I often find that most books dive right into the heart of some complex topics around distributed systems, which can overwhelm you if you aren't experienced enough. A common book that people read is DDIA by Martin Klepmann. While the "red book" is an amazing book in its own right, the concepts are too advanced for someone new to distributed systems. Advanced consistency models and quorum algorithms for distributed transactions can be overwhelming even for folks who have worked in the field for a while.

This book bridges that gap between "I've never worked outside a monolithic application" and "I am quite seasoned at scalable systems" perfectly. It is simple and concise enough that you can finish the whole book on a flight from Seattle to New York, but at the same time, it also provides a wealth of information that you can not only digest easily, but also use as a stepping stone to build upon with other, more advanced books.

Understand Distributed Systems is divided into 5 parts: Communication, Coordination, Scalability, Resiliency and Testing. I love this ordering because this is almost the exact order you follow when creating a new, distributed application.

The first step is to understand how distributed systems work, or why we even need them. At a very basic level, they are essentially a set of geographically separated nodes that are geographically responsible for sharing information over the network. So it is critical to understand how communication over a network works -- what the network stack is and what happens at each level. Once you understand that, you can start building systems that communicate effectively over a network.

However, as you add more and more nodes to your system, you need to coordinate that communication. And that is exactly what part 2 is about.
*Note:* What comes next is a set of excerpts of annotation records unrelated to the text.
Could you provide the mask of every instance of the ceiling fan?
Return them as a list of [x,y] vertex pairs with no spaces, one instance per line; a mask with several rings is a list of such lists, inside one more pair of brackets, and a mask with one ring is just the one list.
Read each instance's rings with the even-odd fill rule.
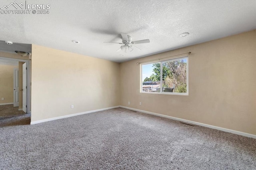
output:
[[138,40],[138,41],[134,41],[134,42],[132,41],[132,37],[130,36],[128,36],[127,34],[125,33],[120,33],[121,34],[121,36],[122,36],[122,42],[121,43],[116,43],[116,42],[104,42],[104,43],[118,43],[119,44],[122,44],[123,45],[121,45],[121,47],[119,48],[117,50],[116,50],[116,52],[121,50],[126,53],[127,52],[127,50],[129,52],[131,52],[133,50],[133,48],[132,48],[132,46],[134,46],[134,47],[138,48],[138,49],[141,50],[140,48],[134,45],[134,44],[137,44],[138,43],[148,43],[150,42],[149,40],[146,39],[146,40]]

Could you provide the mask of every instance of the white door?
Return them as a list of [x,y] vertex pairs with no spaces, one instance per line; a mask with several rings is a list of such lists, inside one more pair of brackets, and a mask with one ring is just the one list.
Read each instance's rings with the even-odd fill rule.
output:
[[19,106],[19,69],[14,68],[13,71],[13,107]]
[[27,113],[27,63],[22,64],[22,111]]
In this section, the author explains how you detect failures in your system, how you handle replication, algorithms for selecting the primary nodes, various consensus algorithms and finally how you can perform transactions over a distributed system, which builds to the third part of the book: scalability.

This is arguably the most important part of building a distributed system -- to handle scale. In this section, the author talks about patterns to achieving scalability. Things like microservices, APIs, messaging, partitioning, replication, caching and load balancing. However, a distributed system that can handle scalability unreliably isn't any good. It needs to do so reliably. And that is the fourth section of this book - resiliency.

In this section, the author talks about single points of failure, circuit breakers, retry patterns, rate-limiting and much more -- basically what we refer to as upstream and downstream resiliency.

And finally, the last part of this book is all about testing and operations where you learn about how testing is different for distributed applications, and also about continuous integration and delivery as well as monitoring, which is critical for distributed applications.

All-in-all, this is an amazing book. It gives you just enough information where you get decent idea about what the distributed systems world is all about, and just enough information that you can use to build your knowledge in the field. I highly recommend this book.